Sefer Devarim describes no special use of blood; moreover, in contrast to Sefer Vayikra with its commandment to cover the blood (after slaughtering animals), in Devarim we read the complete opposite: “You shall pour it upon the earth like water" (Devarim 12:16 and elsewhere).


These differences may be explained by the fact that Sefer Bemidbar speaks about the land and the obligations related to it; Sefer Vayikra speaks about the Mishkan and the service that takes place within it; and Sefer Devarim speaks about the obligations of the nation.
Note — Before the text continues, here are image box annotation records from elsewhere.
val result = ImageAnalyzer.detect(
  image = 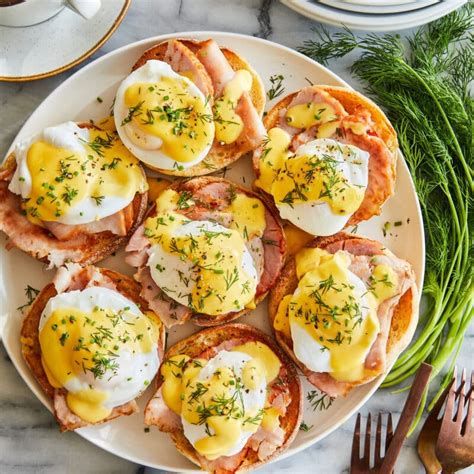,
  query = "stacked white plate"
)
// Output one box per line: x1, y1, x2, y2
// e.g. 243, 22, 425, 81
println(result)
280, 0, 467, 31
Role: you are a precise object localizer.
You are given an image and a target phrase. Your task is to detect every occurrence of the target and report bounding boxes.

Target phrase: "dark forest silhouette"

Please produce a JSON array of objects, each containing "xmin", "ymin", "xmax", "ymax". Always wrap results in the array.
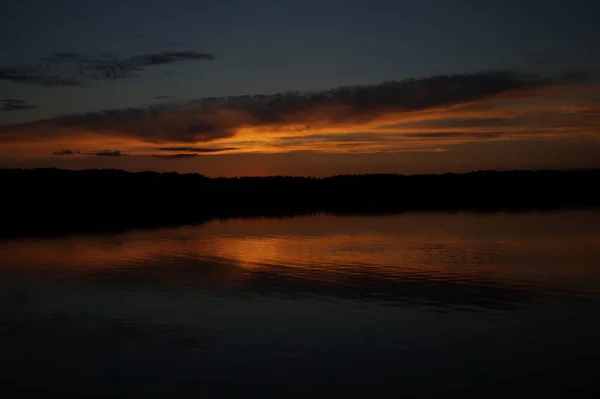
[{"xmin": 0, "ymin": 168, "xmax": 600, "ymax": 236}]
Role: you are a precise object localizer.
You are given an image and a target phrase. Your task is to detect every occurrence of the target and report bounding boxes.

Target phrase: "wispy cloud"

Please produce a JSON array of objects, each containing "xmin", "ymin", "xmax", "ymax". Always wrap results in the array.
[
  {"xmin": 0, "ymin": 98, "xmax": 36, "ymax": 112},
  {"xmin": 0, "ymin": 69, "xmax": 600, "ymax": 158},
  {"xmin": 0, "ymin": 51, "xmax": 216, "ymax": 86},
  {"xmin": 156, "ymin": 147, "xmax": 236, "ymax": 154},
  {"xmin": 52, "ymin": 150, "xmax": 127, "ymax": 157},
  {"xmin": 152, "ymin": 154, "xmax": 198, "ymax": 159}
]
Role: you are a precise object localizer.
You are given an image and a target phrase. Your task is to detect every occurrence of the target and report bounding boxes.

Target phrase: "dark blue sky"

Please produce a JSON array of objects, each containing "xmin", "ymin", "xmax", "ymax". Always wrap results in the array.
[{"xmin": 0, "ymin": 0, "xmax": 600, "ymax": 177}]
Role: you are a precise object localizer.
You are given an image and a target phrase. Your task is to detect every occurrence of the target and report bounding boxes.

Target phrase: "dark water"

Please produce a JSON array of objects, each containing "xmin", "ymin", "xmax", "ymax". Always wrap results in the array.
[{"xmin": 0, "ymin": 211, "xmax": 600, "ymax": 398}]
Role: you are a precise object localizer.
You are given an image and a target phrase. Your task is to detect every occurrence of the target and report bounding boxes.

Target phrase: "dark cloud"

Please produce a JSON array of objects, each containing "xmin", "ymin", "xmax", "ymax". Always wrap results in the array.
[
  {"xmin": 156, "ymin": 147, "xmax": 237, "ymax": 154},
  {"xmin": 52, "ymin": 150, "xmax": 127, "ymax": 157},
  {"xmin": 84, "ymin": 150, "xmax": 127, "ymax": 157},
  {"xmin": 0, "ymin": 70, "xmax": 585, "ymax": 143},
  {"xmin": 152, "ymin": 154, "xmax": 198, "ymax": 159},
  {"xmin": 398, "ymin": 118, "xmax": 517, "ymax": 128},
  {"xmin": 0, "ymin": 51, "xmax": 215, "ymax": 86},
  {"xmin": 52, "ymin": 150, "xmax": 81, "ymax": 156},
  {"xmin": 404, "ymin": 132, "xmax": 503, "ymax": 140},
  {"xmin": 0, "ymin": 98, "xmax": 36, "ymax": 112}
]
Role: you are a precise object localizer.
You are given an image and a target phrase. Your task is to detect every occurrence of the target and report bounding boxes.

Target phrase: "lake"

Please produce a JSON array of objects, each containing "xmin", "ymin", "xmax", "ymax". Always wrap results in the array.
[{"xmin": 0, "ymin": 210, "xmax": 600, "ymax": 397}]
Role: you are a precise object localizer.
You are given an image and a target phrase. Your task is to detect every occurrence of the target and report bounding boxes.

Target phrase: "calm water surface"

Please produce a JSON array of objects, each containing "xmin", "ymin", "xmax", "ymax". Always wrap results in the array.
[{"xmin": 0, "ymin": 211, "xmax": 600, "ymax": 397}]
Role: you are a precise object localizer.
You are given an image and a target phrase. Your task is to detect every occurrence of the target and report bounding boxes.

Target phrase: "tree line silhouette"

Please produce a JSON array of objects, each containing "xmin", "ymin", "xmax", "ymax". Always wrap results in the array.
[{"xmin": 0, "ymin": 168, "xmax": 600, "ymax": 236}]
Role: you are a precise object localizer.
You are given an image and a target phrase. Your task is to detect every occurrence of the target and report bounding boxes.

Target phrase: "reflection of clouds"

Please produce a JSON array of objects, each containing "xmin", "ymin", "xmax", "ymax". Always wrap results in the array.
[
  {"xmin": 0, "ymin": 213, "xmax": 600, "ymax": 307},
  {"xmin": 0, "ymin": 72, "xmax": 600, "ymax": 158}
]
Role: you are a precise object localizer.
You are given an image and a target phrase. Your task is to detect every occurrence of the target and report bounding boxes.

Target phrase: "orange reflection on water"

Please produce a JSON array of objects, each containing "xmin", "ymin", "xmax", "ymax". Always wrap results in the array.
[{"xmin": 0, "ymin": 211, "xmax": 600, "ymax": 296}]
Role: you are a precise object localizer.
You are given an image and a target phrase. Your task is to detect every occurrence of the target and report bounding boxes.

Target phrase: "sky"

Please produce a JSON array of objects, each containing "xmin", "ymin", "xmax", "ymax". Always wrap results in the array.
[{"xmin": 0, "ymin": 0, "xmax": 600, "ymax": 176}]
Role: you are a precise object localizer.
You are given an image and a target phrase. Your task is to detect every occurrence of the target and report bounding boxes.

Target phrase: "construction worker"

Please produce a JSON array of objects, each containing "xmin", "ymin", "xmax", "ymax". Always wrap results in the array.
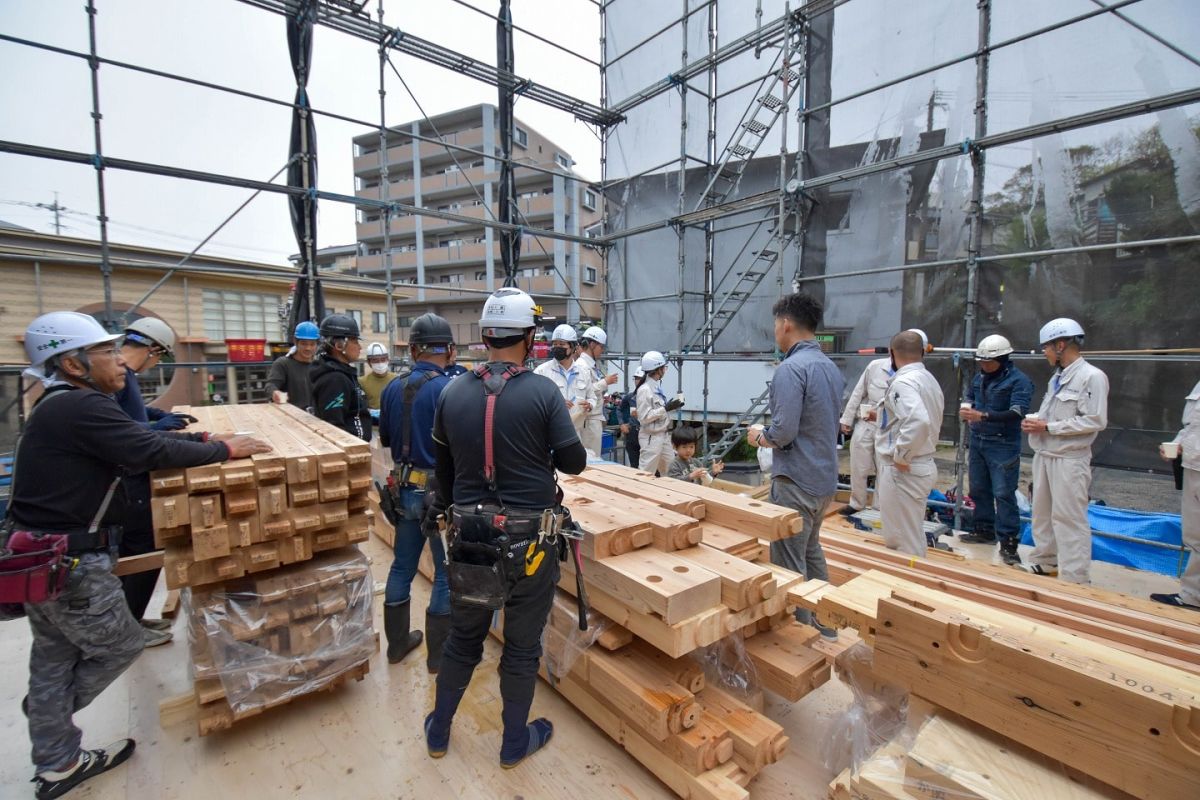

On the basis of this general categorization it becomes clear that from the point of view of the defilement of the land, it makes no difference whether a person was killed accidentally or intentionally.  From this perspective, the perpetrator is theoretically liable for the same punishment in either case, except that the court is more lenient with the unwitting killer and sends him to a city of refuge.


However, from the point of view of the nation, there is clearly a difference between an unwitting killer and a murderer who kills with intent.  Therefore, from this perspective the congregation will act to save the former rather than punishing him with death.


Clarifying the perspective of each Sefer also serves to explain its attitude towards blood. In Sefer Vayikra, the blood is a means of purifying the Mishkan, and therefore it has intrinsic importance; it must be covered if it is spilled. In Sefer Bemidbar, which discusses the land, ordinary blood has no special significance, and therefore there is no need to cover it. The blood of a murderer, however, is important for cleansing the land of the blood of the victim. In Sefer Devarim, which deals with the nation, there is no need to cover the blood, for it has no special importance for either the atonement of the people or for the cleansing of their sins. Therefore, it may be spilled “like water."



[This sicha was delivered on Shabbat Parashat Shoftim 5762 (2002).]